We were made to let God shape us however He sees fit, and He sees fit to have us reflect His glory, His nature, by having us ask Him to increase our desire to be like Him! Prayer is the means by which we acknowledge our dependence on God, and thus how we acknowledge that all of our "good deeds" are nothing but the outworkings of what God is working in us by His Spirit.


Think about it. If I seek to serve God apart from prayer, apart from coming before Him and asking Him to make me more like Him, I am essentially saying that I can mold myself into His image by my own willpower. And even if I could to some degree, what glory does that give God if it is me, and not Him, doing the molding? It is nothing more than a cloaked attempt at getting my own glory! Our glory comes in heaven, and its not us being high and lifted up for all that we did for Him-no! Our glory is being a beautiful clay pot, a beautiful painting, perfected by the Master Painter!


We are the artwork, He is the artist. 2 Timothy 2 says:



20Now in a great house there are not only vessels of gold and silver but also of wood and clay, some for honorable use, some for dishonorable. 21Therefore, if anyone cleanses himself from what is dishonorable,[c] he will be a vessel for honorable use, set apart as holy, useful to the master of the house, ready for every good work.
 22So flee youthful passions and pursue righteousness, faith, love, and peace, along with those who call on the Lord from a pure heart.


So we have a job to do, and that job is to cleanse ourselves from what is dishonorable. Flee from youthful lusts and pursue righteousness. But how do we do that? It's not through our willpower, through our goodness, but through the power of God, the power of His Spirit. Faith, love, peace, are these not fruits of the Spirit. A pure heart, is it not a gift from God given only to the elect? So our good works are nothing but the outward manifestation of the Master Potter molding us more into conformity to the image of His Son- the perfect pot, the perfect painting.


So we serve Jesus by letting Him serve us. We serve God by letting God paint us without us trying to paint ourselves and then foolishly looking to God and expecting Him to be pleased, as if what we make of ourselves is better than what He could make of ourselves!


When I try to know God more, it is really God revealing Himself more to me and clearing my mind.
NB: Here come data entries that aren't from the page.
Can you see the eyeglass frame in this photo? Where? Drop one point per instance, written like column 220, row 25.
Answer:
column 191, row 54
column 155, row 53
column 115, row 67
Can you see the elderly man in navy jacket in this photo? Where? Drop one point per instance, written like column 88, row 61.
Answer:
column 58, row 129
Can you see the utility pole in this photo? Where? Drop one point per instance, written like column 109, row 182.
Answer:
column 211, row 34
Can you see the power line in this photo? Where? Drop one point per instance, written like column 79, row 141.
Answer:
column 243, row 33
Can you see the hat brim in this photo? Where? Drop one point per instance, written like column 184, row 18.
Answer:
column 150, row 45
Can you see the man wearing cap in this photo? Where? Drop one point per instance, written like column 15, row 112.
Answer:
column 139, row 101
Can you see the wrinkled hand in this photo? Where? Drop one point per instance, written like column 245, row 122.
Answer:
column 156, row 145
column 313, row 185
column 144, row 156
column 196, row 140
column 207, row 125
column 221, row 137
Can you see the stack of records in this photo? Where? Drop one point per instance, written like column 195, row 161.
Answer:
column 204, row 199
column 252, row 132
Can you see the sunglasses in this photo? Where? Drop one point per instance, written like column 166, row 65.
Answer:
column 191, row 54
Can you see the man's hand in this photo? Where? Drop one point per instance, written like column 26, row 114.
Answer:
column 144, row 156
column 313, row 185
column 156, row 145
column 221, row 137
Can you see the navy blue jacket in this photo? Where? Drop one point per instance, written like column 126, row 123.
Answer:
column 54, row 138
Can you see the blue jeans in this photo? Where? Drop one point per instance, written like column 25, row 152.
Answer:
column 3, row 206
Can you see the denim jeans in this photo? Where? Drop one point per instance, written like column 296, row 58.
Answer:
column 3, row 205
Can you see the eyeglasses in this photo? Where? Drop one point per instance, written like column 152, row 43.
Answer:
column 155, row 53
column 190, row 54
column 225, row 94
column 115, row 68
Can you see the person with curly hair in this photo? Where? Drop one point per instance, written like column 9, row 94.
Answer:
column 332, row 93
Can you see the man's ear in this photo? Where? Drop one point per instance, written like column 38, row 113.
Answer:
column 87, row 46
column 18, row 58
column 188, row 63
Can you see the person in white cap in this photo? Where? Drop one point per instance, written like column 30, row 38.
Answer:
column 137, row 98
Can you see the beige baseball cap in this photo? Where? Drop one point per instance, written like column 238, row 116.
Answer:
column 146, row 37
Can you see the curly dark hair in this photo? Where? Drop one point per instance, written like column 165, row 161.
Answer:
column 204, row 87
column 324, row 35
So the more I pray for clarity, the more I will know of God. The more I try to know God apart from prayer, the more I am thinking that this is about me pursuing God rather than He pursuing me. God wants to pursue us, He does not want us to think that we can pursue Him and then get glorified for our pursuing of Him. This is because we only pursue God because He first pursued us, and is continually revealing Himself to us! Our hearts and passions are for Him because He is working that desire in us, not because we are working it in us.


So if we want more joy, if we want God to get more glory, we need to get out of the way and let God mold us, and we do that by praying that God would increase our love and passion and devotion to Him. We cast our anxieties on Him, because He wants to serve us. And in serving us, He gets all the glory.